Trimming, fifteen minute cups and baton twirling.
Everett showed us how to trim our pieces this week. Why do you even need to trim your piece? Funny you should ask, I know I did. When you transfer a glass vessel (cup, vase, etc) from pipe to punty, the jack line doesn’t normally break off perfectly. The break may be uneven or the walls may be inconsistently thick at that point. For those reasons, after breaking your piece off the punty, you should trim the lip. Once you have a clean edge (clean = no tool marks, consistent wall thickness and even lip), you can continue shaping your piece.
Tweezers are used to pinch, pull and cool the rim and then shears cut just below the tweezer marks. We practiced trimming multiple slices off a single piece until there was nothing left. With that new skill, we were ready (in theory) for fifteen minute cups.

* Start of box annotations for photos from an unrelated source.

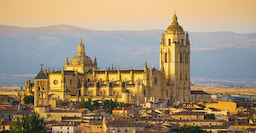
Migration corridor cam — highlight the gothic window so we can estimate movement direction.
[164,53,167,63]
[180,53,182,63]
[154,77,157,84]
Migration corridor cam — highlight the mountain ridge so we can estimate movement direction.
[0,25,256,86]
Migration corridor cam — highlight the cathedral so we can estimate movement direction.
[25,14,196,106]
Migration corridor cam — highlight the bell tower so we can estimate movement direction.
[159,14,191,102]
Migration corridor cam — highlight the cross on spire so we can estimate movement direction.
[40,64,44,70]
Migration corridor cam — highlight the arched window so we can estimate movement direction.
[164,53,167,63]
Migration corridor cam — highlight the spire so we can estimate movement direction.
[65,56,69,65]
[186,32,190,45]
[144,60,148,71]
[172,11,178,25]
[161,61,164,71]
[80,36,83,45]
[160,32,164,45]
[94,56,97,69]
[44,66,47,74]
[77,38,85,56]
[61,66,64,74]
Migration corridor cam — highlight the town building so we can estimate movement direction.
[25,14,212,107]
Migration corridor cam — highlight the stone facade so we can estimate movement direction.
[25,14,194,106]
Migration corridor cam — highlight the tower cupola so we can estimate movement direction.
[167,13,183,32]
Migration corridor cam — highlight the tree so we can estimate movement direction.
[79,97,100,111]
[180,125,211,133]
[23,95,34,104]
[168,101,173,107]
[10,112,46,133]
[204,114,215,120]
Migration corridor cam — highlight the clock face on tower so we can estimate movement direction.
[53,80,58,85]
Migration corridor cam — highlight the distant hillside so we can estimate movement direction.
[0,25,256,86]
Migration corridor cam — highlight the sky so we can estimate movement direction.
[0,0,256,33]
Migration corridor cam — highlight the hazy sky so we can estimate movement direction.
[0,0,256,33]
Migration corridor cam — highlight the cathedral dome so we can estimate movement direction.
[70,40,92,65]
[70,55,92,65]
[167,14,183,32]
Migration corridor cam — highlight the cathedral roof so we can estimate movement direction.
[167,14,183,32]
[70,39,92,65]
[35,68,48,79]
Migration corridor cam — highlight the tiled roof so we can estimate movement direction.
[191,91,209,95]
[107,120,145,127]
[35,69,48,79]
[113,107,130,110]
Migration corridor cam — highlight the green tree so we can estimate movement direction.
[10,112,46,133]
[78,97,100,111]
[180,125,211,133]
[167,101,173,107]
[23,96,34,104]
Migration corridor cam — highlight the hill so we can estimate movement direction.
[0,25,256,86]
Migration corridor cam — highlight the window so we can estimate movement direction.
[164,53,167,63]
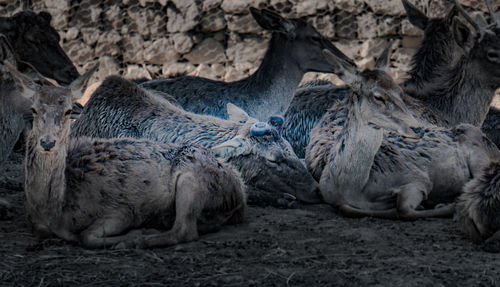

Everett did a cup demo complete from starting the bubble, transferring to the punty, trimming the lip and shaping the final piece…in fifteen minutes. Then we paired up and started fifteen-minute rotations, trying to run through the process and complete a cup. On my first try, I made it just through transferring to the punty. On my second try I managed to make it a little further, up through tweezing, but ran out of time before trimming. These fifteen minute cups seem to be a common drill in glass blowing, sort of like sprints!
Oh, and the baton twirling. I’ve started noticing little glass blowing habits, for example, my first glassblowing teacher, Jason, would sway the pipe side to side to help shape the glass. Everett likes to swing the pipe like a pendulum, and sometimes even in full circles like he’s a baton twirler. Any other glass blowing “twitches” out there? Have you noticed glass blowers doing funny little moves to manipulate their glass?